Cowboy Bebop

“Quando una stella cade, lasciando dietro di sé la sua scia luminosa, significa che un guerriero è morto in battaglia”, diceva un vecchio saggio marziano.
Questa è la storia di un uomo,  un cacciatore di taglie di Marte, che si faceva chiamare Spike, e del suo amico Jet.
Come si incontrarono non è dato saperlo. Ciò che è noto è che Spike Spiegel, distaccato segugio, esperto nel suo mestiere, era in fuga dal suo passato tortuoso di killer.
Jet Black era un bravo poliziotto, troppo bravo, troppo ingenuo. La sua ingenuità gli costò un braccio e la volontà di battersi per la giusta causa.


I due erano fatti l’uno per l’altro. Cacciatori di taglie. Space Cowboy.
Il Bebop, un ferrovecchio che solcava le frontiere interstellari da lungo tempo, si trovò ad ospitare una ciurma di persone dal passato misterioso. A Spike e Jet si unirono infatti: il cane mutante Ein, la provocante e indebitata fino al collo Faye Valentine, la piccola e rompiscatole hacker Ed (più un’aragosta aliena nascosta in un frigorifero della stiva).
Benché il gruppo sembrasse affiatato e in gamba, quasi sempre le catture fallivano.

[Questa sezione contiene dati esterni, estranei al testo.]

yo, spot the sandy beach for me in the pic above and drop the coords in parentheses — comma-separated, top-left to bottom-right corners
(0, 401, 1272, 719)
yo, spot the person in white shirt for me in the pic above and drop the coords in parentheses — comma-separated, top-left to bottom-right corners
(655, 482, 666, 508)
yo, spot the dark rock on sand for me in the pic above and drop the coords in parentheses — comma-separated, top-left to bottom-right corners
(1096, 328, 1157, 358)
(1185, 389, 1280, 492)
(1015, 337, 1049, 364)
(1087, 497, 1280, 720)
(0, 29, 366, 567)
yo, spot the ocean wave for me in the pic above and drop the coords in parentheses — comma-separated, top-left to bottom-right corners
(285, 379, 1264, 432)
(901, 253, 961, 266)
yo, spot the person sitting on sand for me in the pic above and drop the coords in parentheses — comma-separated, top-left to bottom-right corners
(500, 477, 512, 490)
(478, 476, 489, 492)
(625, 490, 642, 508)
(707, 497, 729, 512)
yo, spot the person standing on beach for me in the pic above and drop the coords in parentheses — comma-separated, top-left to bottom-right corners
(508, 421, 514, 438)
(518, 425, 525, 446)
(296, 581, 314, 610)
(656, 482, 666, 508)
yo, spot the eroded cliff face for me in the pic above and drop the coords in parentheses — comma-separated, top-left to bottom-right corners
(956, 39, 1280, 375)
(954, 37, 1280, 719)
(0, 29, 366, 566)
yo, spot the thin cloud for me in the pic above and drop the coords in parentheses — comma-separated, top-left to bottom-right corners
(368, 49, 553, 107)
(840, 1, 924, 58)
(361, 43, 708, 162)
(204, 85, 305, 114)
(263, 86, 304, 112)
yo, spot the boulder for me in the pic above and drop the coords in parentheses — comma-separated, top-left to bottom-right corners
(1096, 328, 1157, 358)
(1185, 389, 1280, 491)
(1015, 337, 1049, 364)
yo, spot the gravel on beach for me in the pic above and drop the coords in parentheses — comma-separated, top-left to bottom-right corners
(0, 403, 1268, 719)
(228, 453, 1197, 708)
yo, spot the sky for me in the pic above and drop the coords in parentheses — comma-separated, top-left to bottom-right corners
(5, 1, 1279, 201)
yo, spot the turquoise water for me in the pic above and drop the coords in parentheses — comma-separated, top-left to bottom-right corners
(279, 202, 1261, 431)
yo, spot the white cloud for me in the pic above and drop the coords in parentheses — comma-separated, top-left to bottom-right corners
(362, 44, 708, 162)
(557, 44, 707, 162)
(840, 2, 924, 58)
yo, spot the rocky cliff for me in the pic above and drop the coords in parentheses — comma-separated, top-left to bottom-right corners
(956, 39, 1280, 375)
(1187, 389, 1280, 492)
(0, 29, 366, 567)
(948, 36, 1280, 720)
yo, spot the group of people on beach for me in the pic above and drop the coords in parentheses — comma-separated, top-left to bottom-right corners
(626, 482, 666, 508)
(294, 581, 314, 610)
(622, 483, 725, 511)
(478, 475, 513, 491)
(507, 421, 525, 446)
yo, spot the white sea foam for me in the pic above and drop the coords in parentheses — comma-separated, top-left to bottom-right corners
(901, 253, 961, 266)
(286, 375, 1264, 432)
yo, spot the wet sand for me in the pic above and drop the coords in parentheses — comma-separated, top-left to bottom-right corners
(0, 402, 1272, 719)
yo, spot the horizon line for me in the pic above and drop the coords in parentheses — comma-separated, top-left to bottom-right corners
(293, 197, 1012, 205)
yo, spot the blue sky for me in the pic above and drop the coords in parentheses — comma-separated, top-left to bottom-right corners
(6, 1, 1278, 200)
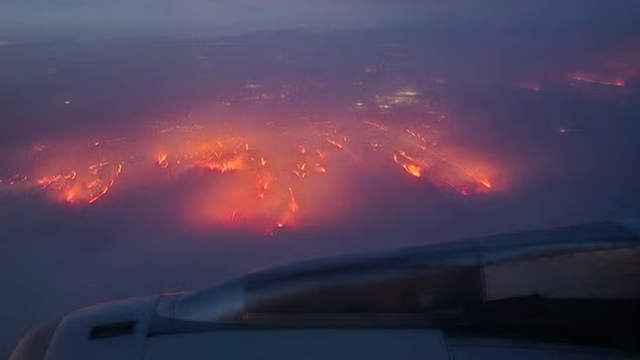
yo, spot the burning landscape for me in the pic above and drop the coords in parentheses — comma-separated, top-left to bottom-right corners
(2, 31, 638, 236)
(0, 87, 496, 234)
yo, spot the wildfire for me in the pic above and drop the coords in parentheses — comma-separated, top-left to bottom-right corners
(35, 161, 123, 205)
(571, 75, 626, 87)
(1, 117, 499, 233)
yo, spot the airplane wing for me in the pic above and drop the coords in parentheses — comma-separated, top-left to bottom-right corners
(11, 220, 640, 360)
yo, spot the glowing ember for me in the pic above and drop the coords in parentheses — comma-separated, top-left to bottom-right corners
(156, 153, 169, 169)
(402, 164, 422, 177)
(326, 139, 344, 150)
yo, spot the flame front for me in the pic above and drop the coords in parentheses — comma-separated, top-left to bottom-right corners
(35, 162, 123, 205)
(145, 120, 497, 231)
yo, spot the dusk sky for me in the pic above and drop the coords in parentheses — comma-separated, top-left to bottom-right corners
(1, 0, 640, 357)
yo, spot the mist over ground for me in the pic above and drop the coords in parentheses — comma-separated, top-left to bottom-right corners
(1, 0, 640, 357)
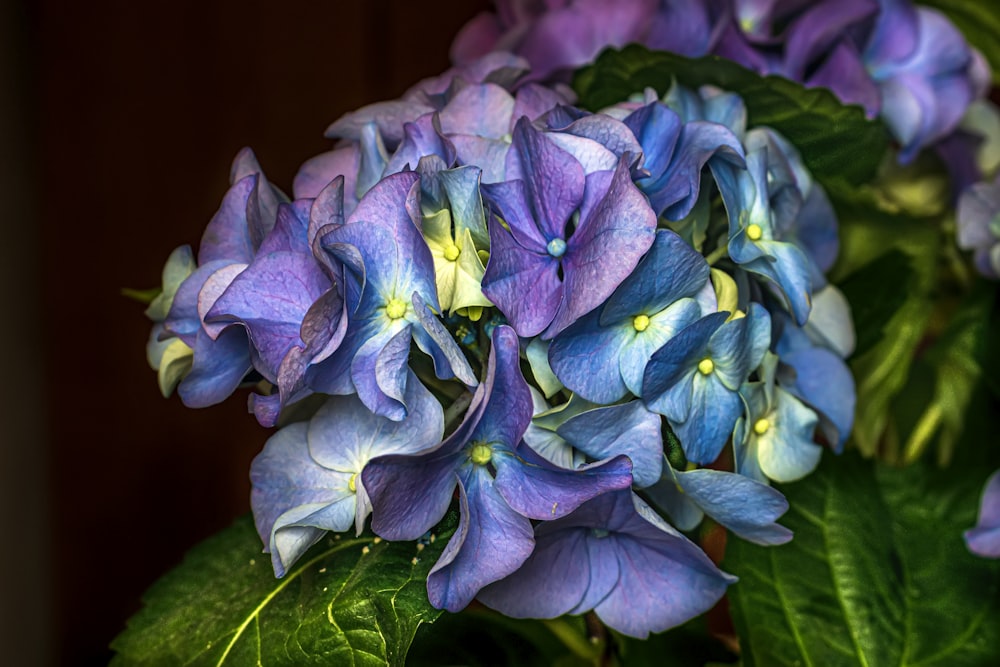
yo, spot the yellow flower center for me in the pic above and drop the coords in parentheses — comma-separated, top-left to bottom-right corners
(348, 472, 358, 493)
(633, 314, 650, 332)
(443, 244, 460, 262)
(746, 223, 763, 241)
(697, 358, 715, 375)
(470, 443, 492, 466)
(753, 418, 770, 435)
(385, 298, 407, 319)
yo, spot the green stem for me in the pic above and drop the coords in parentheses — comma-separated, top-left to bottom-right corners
(704, 243, 730, 266)
(542, 618, 603, 663)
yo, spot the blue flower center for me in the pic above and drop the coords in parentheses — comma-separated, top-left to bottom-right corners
(547, 238, 567, 258)
(592, 528, 610, 539)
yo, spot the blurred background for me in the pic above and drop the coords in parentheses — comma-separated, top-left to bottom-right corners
(0, 1, 491, 664)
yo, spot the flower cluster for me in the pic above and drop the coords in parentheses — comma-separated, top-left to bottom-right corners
(454, 0, 990, 171)
(144, 44, 861, 636)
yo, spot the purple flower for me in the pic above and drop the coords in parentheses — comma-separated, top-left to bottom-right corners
(863, 0, 988, 163)
(451, 0, 726, 83)
(965, 470, 1000, 559)
(362, 326, 633, 611)
(205, 179, 350, 426)
(477, 489, 735, 638)
(161, 149, 285, 408)
(481, 118, 657, 338)
(304, 172, 476, 420)
(716, 0, 881, 116)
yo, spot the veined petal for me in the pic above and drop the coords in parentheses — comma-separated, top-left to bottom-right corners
(476, 521, 595, 618)
(672, 468, 792, 545)
(673, 373, 742, 465)
(427, 467, 535, 612)
(495, 445, 633, 520)
(549, 159, 657, 337)
(482, 214, 562, 338)
(505, 117, 585, 242)
(365, 450, 462, 542)
(308, 373, 443, 472)
(557, 401, 663, 488)
(548, 309, 631, 404)
(600, 230, 710, 324)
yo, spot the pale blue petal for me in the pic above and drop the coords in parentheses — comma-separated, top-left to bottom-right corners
(557, 401, 663, 488)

Nel corso di queste avventure, tutte davvero ben scritte, citando i tipici elementi degli spaghetti western, dei polizieschi anni 70, del cyberpunk à la Blade Runner, uniti ad un amore spassionato per il jazz, il blues e la pop-muzik (rimarcato da una colonna sonora tra le più belle mai sentite in qualsiasi opera televisiva o cinematografica), i protagonisti fanno i conti con i demoni del proprio passato.
Le avventure del Bebop, scritte da Keiko Nubumoto (Tokyo Godfathers) e dirette da Shimichiro Watanabe per lo studio Sunrise, vennero trasmesse per la prima volta in Giappone nel 1998, dall’emittente TVTOKYO, la quale, però, si rifiutò di mandare in onda ben 14 dei 26 episodi della serie, motivando questa decisione con l’eccessiva violenza di alcune scene.

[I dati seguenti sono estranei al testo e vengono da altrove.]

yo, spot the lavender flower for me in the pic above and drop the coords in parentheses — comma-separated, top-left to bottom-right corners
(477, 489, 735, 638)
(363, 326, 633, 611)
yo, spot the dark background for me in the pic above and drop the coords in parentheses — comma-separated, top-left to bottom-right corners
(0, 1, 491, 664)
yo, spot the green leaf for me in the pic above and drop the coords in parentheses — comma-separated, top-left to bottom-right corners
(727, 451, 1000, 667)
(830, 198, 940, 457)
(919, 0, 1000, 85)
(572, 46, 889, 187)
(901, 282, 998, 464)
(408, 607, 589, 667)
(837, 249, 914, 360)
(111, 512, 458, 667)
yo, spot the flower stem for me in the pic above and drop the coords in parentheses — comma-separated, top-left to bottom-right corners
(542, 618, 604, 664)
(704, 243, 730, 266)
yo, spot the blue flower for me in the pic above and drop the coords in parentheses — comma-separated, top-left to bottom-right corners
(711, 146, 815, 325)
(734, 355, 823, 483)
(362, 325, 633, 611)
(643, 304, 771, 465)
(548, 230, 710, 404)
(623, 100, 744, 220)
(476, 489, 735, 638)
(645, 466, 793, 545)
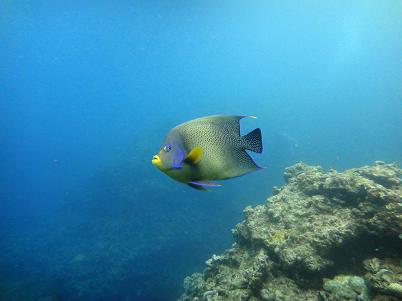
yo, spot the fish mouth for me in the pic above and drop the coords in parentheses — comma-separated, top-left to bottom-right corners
(151, 155, 161, 167)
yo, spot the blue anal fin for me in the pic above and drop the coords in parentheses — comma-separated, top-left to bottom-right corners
(187, 181, 222, 192)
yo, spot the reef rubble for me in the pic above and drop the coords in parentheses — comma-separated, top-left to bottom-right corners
(179, 161, 402, 301)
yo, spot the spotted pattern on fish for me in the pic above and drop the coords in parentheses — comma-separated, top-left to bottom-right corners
(152, 115, 263, 189)
(172, 116, 261, 180)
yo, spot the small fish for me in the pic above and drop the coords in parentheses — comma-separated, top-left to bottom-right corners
(151, 115, 263, 191)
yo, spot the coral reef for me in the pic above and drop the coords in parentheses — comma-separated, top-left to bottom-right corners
(321, 275, 369, 301)
(179, 161, 402, 301)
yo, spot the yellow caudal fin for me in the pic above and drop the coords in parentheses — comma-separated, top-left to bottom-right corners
(184, 146, 202, 165)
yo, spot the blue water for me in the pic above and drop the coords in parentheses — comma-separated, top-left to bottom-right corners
(1, 1, 401, 300)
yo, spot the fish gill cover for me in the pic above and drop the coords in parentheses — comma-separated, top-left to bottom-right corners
(1, 1, 402, 301)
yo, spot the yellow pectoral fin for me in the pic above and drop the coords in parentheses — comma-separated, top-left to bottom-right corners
(184, 146, 202, 165)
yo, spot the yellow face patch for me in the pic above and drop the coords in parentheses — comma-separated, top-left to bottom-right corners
(151, 155, 162, 167)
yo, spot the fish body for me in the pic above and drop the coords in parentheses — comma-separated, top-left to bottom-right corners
(152, 115, 263, 190)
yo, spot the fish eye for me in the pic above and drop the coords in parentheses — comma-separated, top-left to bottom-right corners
(163, 144, 172, 152)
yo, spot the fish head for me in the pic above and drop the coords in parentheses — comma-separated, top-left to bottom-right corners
(152, 133, 186, 173)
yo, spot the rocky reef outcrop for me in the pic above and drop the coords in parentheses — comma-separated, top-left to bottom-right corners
(179, 161, 402, 301)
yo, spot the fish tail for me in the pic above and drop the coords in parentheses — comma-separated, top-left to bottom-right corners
(242, 128, 263, 153)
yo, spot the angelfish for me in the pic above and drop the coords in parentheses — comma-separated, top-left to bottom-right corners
(151, 115, 263, 191)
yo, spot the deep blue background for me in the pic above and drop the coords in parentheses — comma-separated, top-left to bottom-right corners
(1, 1, 401, 300)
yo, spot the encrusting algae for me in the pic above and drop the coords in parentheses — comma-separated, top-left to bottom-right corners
(179, 161, 402, 301)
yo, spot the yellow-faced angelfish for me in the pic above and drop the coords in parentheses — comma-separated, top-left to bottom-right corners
(151, 115, 263, 191)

In Italia, il Bebop è approdato nel 1999, nel porto spaziale di MTV (che, almeno per quanto riguarda gli anime, non sta per MerdTV) riscuotendo non poco successo.
Proverei una certa difficoltà, se dovessi scegliere l’episodio che più mi è piaciuto. Il livello, dovuto anche al numero ristretto di puntate, si mantiene sempre piuttosto alto dalla prima alla ventiseiesima uscita. Notevole è l’approfondimento caratteriale dei personaggi, i quali, da apparenti buoni a nulla morti di fame, si ritrovano a fare i conti  con le proprie vite tormentate, con vecchi amici che si rivelano serpenti a sonagli, nemici odiati che si rivelano essere stati solamente capri espiatori, tradimenti fraintesi e vecchie ferite che si riaprono, si legheranno gli uni agli altri da una sincera e profonda amicizia, mostrando un’umanità rara nel futuro in cui vivono.
Alcuni personaggi avrebbero forse meritato un trattamento migliore, ma, comunque, nulla è perfetto.